Black Abolitionist David Ruggles helped a runaway slave from Maryland survive to become Frederick Douglass, the most respected African-American of the 19th century.
David Ruggles opened the first black-owned bookstore in America, although it was burned too. He was an editor and printer and started a reading room and a circulating library. He published the first magazine by an African American in this country. All amazing accomplishments! But wait, there's more!
David helped found the New York Committee of Vigilance (A cross between The Black Panthers and N.A.A.C.P), a group dedicated to preventing blacks from being sold into the South. David wrote fiery pamphlets, daringly publishing the bounty hunters' names. He helped hundreds of fugitive slaves, traveled extensively as an anti-slavery agent, and became one of the chief conductors of the Underground Railroad. He helped a runaway slave from Maryland survive to become Frederick Douglass, the most respected African-American of the 19th century.
Although repeatedly jailed and, like Rosa Parks, abused for trying to retain his seat on public transportation, David wasn't assassinated. He died at 39 years old from several chronic conditions. David probably never imagined a world where a person of color could become President of the United States - or maybe he did, and that vision sustained him.
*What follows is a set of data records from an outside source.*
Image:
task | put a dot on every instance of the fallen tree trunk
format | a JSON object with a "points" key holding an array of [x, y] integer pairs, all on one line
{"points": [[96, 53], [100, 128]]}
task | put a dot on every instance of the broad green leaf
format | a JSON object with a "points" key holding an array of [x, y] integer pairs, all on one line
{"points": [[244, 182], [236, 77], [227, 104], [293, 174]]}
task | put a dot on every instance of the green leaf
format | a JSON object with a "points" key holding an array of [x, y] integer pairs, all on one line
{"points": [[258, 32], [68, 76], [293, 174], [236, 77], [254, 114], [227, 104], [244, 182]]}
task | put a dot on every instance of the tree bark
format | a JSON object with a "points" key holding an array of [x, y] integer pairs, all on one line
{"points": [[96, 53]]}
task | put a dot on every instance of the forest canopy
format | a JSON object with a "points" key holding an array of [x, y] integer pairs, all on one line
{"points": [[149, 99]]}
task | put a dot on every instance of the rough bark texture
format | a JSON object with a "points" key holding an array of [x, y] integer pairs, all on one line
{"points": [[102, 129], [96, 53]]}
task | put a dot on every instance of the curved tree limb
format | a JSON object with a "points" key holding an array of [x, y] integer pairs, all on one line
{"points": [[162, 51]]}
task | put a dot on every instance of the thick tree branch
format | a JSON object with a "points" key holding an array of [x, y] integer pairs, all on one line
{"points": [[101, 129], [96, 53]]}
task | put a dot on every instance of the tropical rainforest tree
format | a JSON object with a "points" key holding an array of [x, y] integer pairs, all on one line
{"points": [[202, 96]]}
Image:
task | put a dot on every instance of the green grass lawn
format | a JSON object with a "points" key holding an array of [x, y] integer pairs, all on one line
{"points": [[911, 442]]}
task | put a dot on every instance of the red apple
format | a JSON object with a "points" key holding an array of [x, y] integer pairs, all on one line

Learn More Tuesday April 3rd with The Gist of Freedom host Professor Weldon McWilliams and Professor Graham Russell Hodges, author~ David Ruggles: A Radical Black Abolitionist and the Underground Railroad in New York City (John Hope Franklin Series in African American History and Culture) ~
Did you notice that the old 4-story red brick building at 36 Lispenard Street (SE corner of Church) where the Le Colombe coffee house is found, is the former location of the David Ruggles House, an old Underground Railroad site?